Incorporating Scene Graphs into Pre-Trained Vision-Language Models for Multimodal Open-Vocabulary Action Recognition
Chao Wei, Zhidong Deng
Abstract
This paper presents Action-SGFA, a novel action feature alignment approach to learn unified joint embeddings across four action modalities incorporating scene graph (SG) comprehension. A new training paradigm for Action-SGFA is also devised to improve pre-trained VL models using datasets with SG annotation. When learning from image-SG pairs, it captures structure-associated action knowledge for visual and textual encoders. SG supervision generates fine-grained captions based on various graph augmentations highlighting different compositional aspects of action scenes. Furthermore, our research reveals that all combinations of paired data are unnecessary to train such unified embeddings, and only image-paired data is sufficient to bind all action modalities together. Our Action-SGFA can leverage existing large VL models, enhancing their zero-shot capabilities of new modalities due to their natural pairings with images.
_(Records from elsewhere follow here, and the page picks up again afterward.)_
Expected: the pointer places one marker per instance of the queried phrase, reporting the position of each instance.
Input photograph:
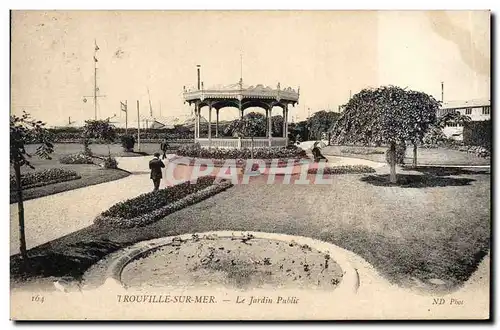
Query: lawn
(90, 174)
(431, 156)
(437, 229)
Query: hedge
(478, 133)
(196, 151)
(44, 177)
(343, 169)
(150, 207)
(360, 151)
(79, 158)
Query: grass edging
(148, 218)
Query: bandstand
(241, 97)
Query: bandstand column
(284, 121)
(269, 126)
(267, 118)
(209, 125)
(217, 123)
(199, 120)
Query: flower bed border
(240, 163)
(46, 183)
(111, 267)
(151, 217)
(359, 169)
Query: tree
(386, 115)
(250, 126)
(322, 123)
(25, 130)
(101, 130)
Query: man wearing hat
(155, 165)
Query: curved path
(53, 216)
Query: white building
(476, 110)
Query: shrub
(44, 177)
(128, 142)
(360, 151)
(110, 162)
(196, 151)
(79, 158)
(147, 208)
(478, 133)
(343, 169)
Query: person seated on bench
(317, 153)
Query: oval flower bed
(239, 262)
(44, 177)
(150, 207)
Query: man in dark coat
(317, 153)
(164, 147)
(155, 165)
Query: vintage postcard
(250, 165)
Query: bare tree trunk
(392, 158)
(414, 155)
(20, 206)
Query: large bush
(343, 169)
(44, 177)
(196, 151)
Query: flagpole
(95, 79)
(138, 127)
(126, 117)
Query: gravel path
(54, 216)
(51, 217)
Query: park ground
(430, 232)
(91, 174)
(425, 156)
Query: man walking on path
(155, 165)
(164, 147)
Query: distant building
(476, 110)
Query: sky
(329, 54)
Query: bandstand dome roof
(220, 96)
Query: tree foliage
(386, 115)
(25, 130)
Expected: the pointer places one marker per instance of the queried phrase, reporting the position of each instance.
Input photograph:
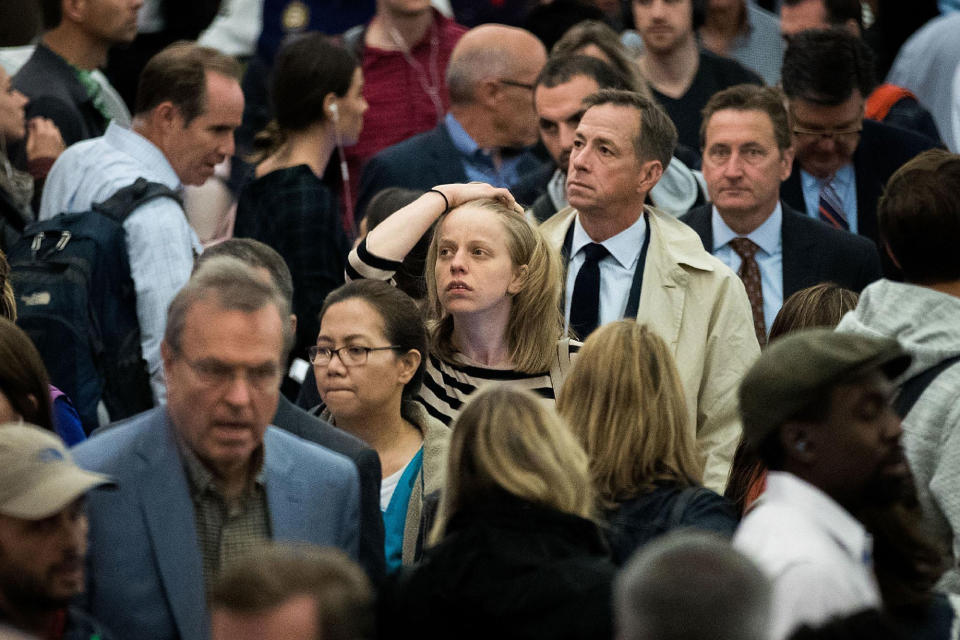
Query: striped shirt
(447, 385)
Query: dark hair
(255, 254)
(273, 574)
(306, 70)
(838, 11)
(409, 277)
(821, 305)
(402, 321)
(919, 216)
(178, 74)
(563, 68)
(825, 66)
(600, 35)
(749, 97)
(23, 378)
(656, 135)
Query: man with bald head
(490, 123)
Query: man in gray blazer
(204, 479)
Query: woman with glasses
(516, 554)
(369, 361)
(493, 293)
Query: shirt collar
(625, 247)
(820, 508)
(767, 236)
(842, 179)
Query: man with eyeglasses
(776, 251)
(842, 160)
(487, 131)
(204, 479)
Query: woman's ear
(408, 365)
(519, 279)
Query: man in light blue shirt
(747, 154)
(187, 108)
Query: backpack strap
(912, 389)
(126, 200)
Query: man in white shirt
(816, 409)
(188, 105)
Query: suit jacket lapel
(285, 491)
(799, 267)
(171, 524)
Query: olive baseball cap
(797, 369)
(38, 477)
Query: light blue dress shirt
(769, 257)
(844, 183)
(478, 163)
(160, 242)
(616, 270)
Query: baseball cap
(797, 369)
(38, 477)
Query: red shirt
(400, 106)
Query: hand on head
(458, 194)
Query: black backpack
(77, 302)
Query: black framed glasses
(514, 83)
(351, 355)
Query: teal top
(395, 517)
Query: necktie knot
(594, 252)
(744, 247)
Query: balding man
(490, 122)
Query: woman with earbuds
(316, 92)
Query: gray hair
(474, 65)
(691, 585)
(235, 287)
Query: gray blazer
(144, 573)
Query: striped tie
(830, 208)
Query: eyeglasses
(215, 374)
(514, 83)
(352, 355)
(801, 132)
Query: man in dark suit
(295, 420)
(490, 123)
(774, 249)
(842, 161)
(204, 479)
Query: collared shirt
(844, 183)
(616, 269)
(818, 556)
(478, 163)
(769, 258)
(160, 242)
(227, 528)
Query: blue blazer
(144, 567)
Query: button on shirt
(616, 270)
(227, 528)
(769, 258)
(844, 183)
(160, 242)
(817, 555)
(478, 163)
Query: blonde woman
(624, 402)
(493, 293)
(517, 554)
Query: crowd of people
(633, 319)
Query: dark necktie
(585, 304)
(750, 274)
(830, 208)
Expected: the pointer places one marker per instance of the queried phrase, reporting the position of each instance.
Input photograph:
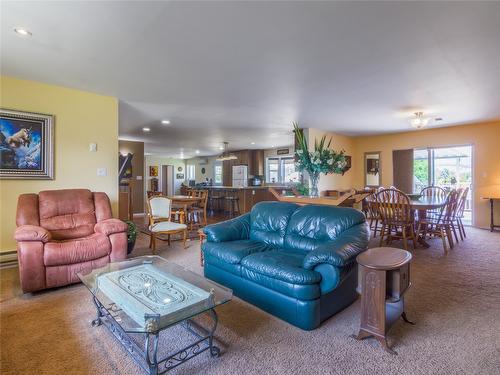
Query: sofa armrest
(230, 230)
(32, 233)
(110, 226)
(341, 252)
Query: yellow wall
(339, 143)
(486, 158)
(80, 118)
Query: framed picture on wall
(153, 171)
(26, 145)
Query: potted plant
(131, 236)
(321, 160)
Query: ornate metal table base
(147, 358)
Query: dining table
(184, 201)
(422, 204)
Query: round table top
(184, 198)
(426, 203)
(384, 258)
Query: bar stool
(232, 203)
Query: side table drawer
(398, 282)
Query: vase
(314, 192)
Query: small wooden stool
(383, 278)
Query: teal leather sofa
(295, 262)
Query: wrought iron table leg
(214, 350)
(151, 355)
(97, 321)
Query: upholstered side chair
(160, 220)
(63, 232)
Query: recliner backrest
(313, 225)
(68, 213)
(269, 220)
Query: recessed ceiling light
(22, 31)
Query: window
(218, 174)
(446, 167)
(190, 172)
(280, 170)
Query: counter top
(243, 188)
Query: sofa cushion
(303, 292)
(281, 265)
(312, 226)
(269, 220)
(233, 252)
(77, 250)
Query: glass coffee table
(137, 299)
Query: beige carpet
(455, 302)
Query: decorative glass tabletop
(149, 293)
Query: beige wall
(80, 118)
(199, 163)
(485, 137)
(152, 160)
(137, 149)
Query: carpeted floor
(454, 300)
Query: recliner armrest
(230, 230)
(32, 233)
(110, 226)
(341, 252)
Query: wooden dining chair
(397, 217)
(373, 215)
(441, 225)
(434, 192)
(459, 215)
(160, 220)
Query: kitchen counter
(244, 187)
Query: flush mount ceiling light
(419, 121)
(226, 155)
(22, 31)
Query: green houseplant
(131, 236)
(322, 160)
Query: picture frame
(153, 171)
(26, 145)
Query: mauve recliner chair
(62, 232)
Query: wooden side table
(383, 278)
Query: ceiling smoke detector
(419, 121)
(226, 155)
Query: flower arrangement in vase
(322, 160)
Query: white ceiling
(243, 71)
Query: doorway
(446, 167)
(167, 180)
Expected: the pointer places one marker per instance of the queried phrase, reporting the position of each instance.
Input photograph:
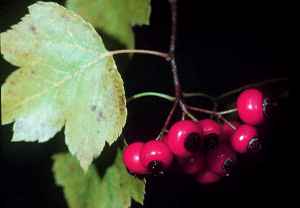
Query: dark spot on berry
(156, 167)
(193, 142)
(32, 29)
(270, 108)
(254, 145)
(210, 141)
(228, 166)
(93, 108)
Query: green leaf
(115, 188)
(114, 17)
(66, 78)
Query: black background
(220, 46)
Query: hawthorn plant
(67, 80)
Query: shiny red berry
(192, 164)
(207, 177)
(211, 132)
(252, 106)
(132, 159)
(156, 156)
(245, 139)
(184, 138)
(221, 160)
(228, 131)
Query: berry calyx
(246, 139)
(207, 177)
(228, 131)
(252, 106)
(156, 156)
(132, 159)
(193, 164)
(211, 132)
(221, 160)
(184, 138)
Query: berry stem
(166, 124)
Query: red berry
(156, 156)
(211, 132)
(207, 177)
(251, 106)
(184, 138)
(132, 159)
(245, 139)
(221, 160)
(228, 131)
(193, 164)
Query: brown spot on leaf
(99, 116)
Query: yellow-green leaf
(65, 79)
(114, 17)
(115, 188)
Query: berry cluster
(205, 149)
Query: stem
(138, 51)
(150, 94)
(228, 111)
(199, 94)
(202, 110)
(172, 48)
(258, 84)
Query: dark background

The open-vocabulary zero-shot performance improves with the strength of the pre- trained VL model and the SG comprehension. We establish a new state-of-the-art in several zero-shot action recognition tasks across modalities, significantly surpassing the vanilla skeleton zero-shot method by 27.0% and 19.7% on NTU-60 and NTU- 120, respectively. Additionally, in the context of RGB videos, we surpass the state-of-the-art method on Kinetics-400 by 2.1%.